Graph Neural Networks with Multiple Feature Extraction Paths for Chemical Property Estimation
Round 1
Reviewer 1 Report
MS: Title: |
Molecules-1152974 Graph Neural Networks with Multiple Feature Extraction Paths for Chemical Property Estimation |
Authors: Sho Ishida, Tomo Miyazaki, Yoshihiro Sugaya and Shinichiro Omachi
The authors describe a method to combine 3 different features for representing molecules for machine/deep learning tasks utilizing convolutional neural networks. The features are extracted as node, edge and 3D features, which are updated by backpropagation to minimize loss. The potential of the new approach introduced in this manuscript is high. A strict validation of the method could significantly reach out to a large audience in chemistry, biology and computer science. Therefore, this referee recommends publication after consideration of the following points:
Major comments:
1) The convolutional kernel used was of size 1. A highlight on how the performance changes over various kernel sizes would be helpful. Technically, convolution networks are designed to extract local features by considering the local assembly with kernel sizes greater than 1. Based on the way
features are represented, a larger kernel size could boost the performance.
2) Based on the previous comment; if one would replace the convolutional neural network by dense layers, would the model perform in the same way? The convolutional kernel of 1 can be technically reproduced via dense networks.
3) The 3D features are extracted by taking coordinate differences. Can this be replaced by the distance between the atoms? Differences in coordinates always depend on the choice of coordinates and therefore, could be influenced by the overall translation and rotation of the molecule.
4) The authors report a fixed number of 50 epochs. However, the model should be trained until convergence and should not be restricted over number of epochs. A plot representing the loss over epochs would help the readers understand if the convergence criteria was satisfied.
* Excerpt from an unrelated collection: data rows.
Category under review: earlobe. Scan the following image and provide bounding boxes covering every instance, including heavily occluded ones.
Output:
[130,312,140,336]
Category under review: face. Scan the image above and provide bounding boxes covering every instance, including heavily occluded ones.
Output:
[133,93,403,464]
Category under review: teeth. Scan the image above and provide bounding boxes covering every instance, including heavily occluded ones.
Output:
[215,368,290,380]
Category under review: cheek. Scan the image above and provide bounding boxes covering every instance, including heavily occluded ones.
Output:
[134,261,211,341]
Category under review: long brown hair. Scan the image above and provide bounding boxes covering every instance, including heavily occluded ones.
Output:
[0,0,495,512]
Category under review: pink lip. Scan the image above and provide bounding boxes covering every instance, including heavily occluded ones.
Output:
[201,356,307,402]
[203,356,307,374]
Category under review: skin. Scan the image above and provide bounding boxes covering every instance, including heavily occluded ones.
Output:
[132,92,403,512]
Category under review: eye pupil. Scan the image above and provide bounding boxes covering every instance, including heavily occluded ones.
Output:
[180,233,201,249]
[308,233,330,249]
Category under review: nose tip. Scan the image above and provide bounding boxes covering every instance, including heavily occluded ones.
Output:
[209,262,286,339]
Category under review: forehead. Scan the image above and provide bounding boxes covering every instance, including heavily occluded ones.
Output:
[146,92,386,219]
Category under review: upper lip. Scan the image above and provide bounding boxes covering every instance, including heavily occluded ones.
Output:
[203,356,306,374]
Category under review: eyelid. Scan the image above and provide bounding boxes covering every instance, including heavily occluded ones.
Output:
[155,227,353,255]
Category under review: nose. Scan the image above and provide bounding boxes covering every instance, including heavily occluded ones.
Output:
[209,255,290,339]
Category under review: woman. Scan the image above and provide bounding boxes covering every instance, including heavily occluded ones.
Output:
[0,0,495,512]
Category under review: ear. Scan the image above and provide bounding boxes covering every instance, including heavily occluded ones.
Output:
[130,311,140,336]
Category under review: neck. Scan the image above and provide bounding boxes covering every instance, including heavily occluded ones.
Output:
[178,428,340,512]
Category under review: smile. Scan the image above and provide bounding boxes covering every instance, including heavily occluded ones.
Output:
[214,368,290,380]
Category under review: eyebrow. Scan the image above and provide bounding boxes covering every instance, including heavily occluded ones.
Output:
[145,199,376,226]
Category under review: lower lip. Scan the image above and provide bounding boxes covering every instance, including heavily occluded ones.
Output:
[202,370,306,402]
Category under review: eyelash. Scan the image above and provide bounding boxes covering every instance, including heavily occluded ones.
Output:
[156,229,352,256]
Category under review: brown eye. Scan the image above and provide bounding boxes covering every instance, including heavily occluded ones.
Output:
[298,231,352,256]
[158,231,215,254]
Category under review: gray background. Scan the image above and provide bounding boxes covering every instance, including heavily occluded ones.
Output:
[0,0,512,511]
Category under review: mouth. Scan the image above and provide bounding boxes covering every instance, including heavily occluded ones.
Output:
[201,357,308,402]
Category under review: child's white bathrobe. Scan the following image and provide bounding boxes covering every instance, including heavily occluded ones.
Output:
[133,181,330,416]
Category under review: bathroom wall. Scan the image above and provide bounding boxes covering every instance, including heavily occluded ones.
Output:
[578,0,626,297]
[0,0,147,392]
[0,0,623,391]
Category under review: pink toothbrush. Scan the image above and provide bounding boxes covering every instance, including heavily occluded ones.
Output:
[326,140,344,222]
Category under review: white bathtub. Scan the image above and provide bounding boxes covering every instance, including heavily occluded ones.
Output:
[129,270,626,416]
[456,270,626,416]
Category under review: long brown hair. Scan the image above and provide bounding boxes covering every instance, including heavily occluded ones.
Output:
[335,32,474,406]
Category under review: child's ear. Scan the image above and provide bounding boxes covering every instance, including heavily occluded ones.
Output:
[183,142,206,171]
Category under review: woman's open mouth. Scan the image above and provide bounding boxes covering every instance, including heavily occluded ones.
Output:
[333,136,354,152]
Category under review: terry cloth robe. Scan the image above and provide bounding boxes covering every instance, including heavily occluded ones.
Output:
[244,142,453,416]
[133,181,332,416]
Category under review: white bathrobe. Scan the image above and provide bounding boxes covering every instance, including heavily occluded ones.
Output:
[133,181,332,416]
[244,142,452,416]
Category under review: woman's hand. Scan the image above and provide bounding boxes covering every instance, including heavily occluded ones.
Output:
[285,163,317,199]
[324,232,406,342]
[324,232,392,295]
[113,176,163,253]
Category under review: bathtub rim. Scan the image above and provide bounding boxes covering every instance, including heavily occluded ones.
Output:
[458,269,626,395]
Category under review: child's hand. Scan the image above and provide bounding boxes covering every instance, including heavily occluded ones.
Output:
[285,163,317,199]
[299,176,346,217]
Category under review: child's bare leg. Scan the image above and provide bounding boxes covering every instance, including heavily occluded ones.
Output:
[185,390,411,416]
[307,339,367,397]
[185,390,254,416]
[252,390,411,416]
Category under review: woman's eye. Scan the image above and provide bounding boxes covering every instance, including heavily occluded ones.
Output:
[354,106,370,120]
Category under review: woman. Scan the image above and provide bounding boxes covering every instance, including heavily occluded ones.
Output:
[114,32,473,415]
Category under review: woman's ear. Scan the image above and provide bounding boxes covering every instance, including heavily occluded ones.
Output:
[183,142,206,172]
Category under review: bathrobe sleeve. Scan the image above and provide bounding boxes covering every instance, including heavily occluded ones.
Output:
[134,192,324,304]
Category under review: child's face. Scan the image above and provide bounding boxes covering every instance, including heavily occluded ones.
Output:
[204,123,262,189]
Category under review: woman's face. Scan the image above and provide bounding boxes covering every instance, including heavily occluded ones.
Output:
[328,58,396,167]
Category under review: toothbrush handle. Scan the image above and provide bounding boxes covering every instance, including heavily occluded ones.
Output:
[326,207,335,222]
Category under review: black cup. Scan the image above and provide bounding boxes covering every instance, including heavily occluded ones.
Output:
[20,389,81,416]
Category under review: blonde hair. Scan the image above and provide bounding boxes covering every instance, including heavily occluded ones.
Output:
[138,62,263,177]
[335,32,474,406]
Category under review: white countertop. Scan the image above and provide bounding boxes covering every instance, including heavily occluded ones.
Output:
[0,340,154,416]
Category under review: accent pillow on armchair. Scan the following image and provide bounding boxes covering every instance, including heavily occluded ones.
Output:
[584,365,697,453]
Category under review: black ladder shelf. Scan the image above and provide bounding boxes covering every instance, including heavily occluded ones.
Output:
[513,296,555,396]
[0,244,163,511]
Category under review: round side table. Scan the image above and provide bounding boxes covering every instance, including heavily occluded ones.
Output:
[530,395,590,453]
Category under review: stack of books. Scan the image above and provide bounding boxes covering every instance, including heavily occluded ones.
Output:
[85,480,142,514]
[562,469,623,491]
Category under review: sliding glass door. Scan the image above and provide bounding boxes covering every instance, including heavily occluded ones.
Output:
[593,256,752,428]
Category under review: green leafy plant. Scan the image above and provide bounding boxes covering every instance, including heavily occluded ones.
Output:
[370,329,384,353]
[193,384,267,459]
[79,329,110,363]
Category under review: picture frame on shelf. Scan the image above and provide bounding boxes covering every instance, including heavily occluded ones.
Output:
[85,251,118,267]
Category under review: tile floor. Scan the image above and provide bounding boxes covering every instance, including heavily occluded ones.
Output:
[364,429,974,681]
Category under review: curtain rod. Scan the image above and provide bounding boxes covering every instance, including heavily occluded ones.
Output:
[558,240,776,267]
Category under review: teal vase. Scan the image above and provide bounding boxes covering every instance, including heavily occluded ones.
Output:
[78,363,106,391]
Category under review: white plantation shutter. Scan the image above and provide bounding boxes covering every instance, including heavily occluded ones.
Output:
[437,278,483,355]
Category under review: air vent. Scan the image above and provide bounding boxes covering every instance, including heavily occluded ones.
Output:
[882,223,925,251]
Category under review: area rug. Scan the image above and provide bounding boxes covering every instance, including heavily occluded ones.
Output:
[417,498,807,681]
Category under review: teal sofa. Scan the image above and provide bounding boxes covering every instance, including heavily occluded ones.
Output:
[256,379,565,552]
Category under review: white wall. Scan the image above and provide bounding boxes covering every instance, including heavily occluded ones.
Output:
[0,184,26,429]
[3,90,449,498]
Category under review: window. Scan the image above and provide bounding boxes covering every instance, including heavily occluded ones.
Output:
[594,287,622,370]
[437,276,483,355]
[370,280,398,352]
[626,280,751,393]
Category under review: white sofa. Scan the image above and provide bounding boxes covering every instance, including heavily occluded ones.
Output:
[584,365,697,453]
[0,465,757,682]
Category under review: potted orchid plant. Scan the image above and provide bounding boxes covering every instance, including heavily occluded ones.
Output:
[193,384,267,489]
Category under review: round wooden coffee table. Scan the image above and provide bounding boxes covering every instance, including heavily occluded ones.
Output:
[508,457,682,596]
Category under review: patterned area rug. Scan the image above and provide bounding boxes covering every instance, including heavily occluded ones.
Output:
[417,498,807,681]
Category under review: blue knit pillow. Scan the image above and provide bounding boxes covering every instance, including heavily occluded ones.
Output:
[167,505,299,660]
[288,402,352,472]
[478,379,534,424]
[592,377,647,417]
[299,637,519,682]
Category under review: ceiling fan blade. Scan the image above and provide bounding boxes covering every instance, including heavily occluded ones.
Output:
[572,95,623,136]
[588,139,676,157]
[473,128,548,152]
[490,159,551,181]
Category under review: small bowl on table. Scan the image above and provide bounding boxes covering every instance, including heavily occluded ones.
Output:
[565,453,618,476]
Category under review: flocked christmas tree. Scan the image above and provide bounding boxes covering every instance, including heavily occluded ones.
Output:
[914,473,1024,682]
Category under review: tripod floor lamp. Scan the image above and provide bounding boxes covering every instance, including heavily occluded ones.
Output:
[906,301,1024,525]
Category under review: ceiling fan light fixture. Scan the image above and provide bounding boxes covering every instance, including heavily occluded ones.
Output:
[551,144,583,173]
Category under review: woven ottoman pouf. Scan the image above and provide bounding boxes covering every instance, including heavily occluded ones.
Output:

5) The two datasets Freesolv and ESOL were used for evaluation which contain in total 1128 and 643 data points respectively. Considering the fact that the authors used deep neural networks in combination of convolution neural networks, their dataset are too small. The number of weights to be optimized could turn out to be significantly larger than the number of data points. Additionally, an exact specification of the number of weights would be helpful for the readers.
6) Based on the previous comment, how did the authors make sure that there was no overfitting? A plot of loss over epochs for training, validation/test could help clarify this.
7) Considering larger datasets will lead to a much better verification of the model. One more problem apart from overfitting with the small dataset could be data leakage. The authors should either mention how they remove data leakage or use a larger dataset.
8) The authors should not restrict themselves to prediction of free energy of hydration. Predicting only one property could be an artifact of learning features unrelated to the training tasks. For example, although very complex, maybe the number and types of atoms could influence the hydration energy for the dataset used, unrelated to edges. A large number of datasets is already available for prediction tasks, such as the QM7 dataset that contains energy, HOMO-LUMO gap, zero-point energy etc. for more than 7000 small compounds.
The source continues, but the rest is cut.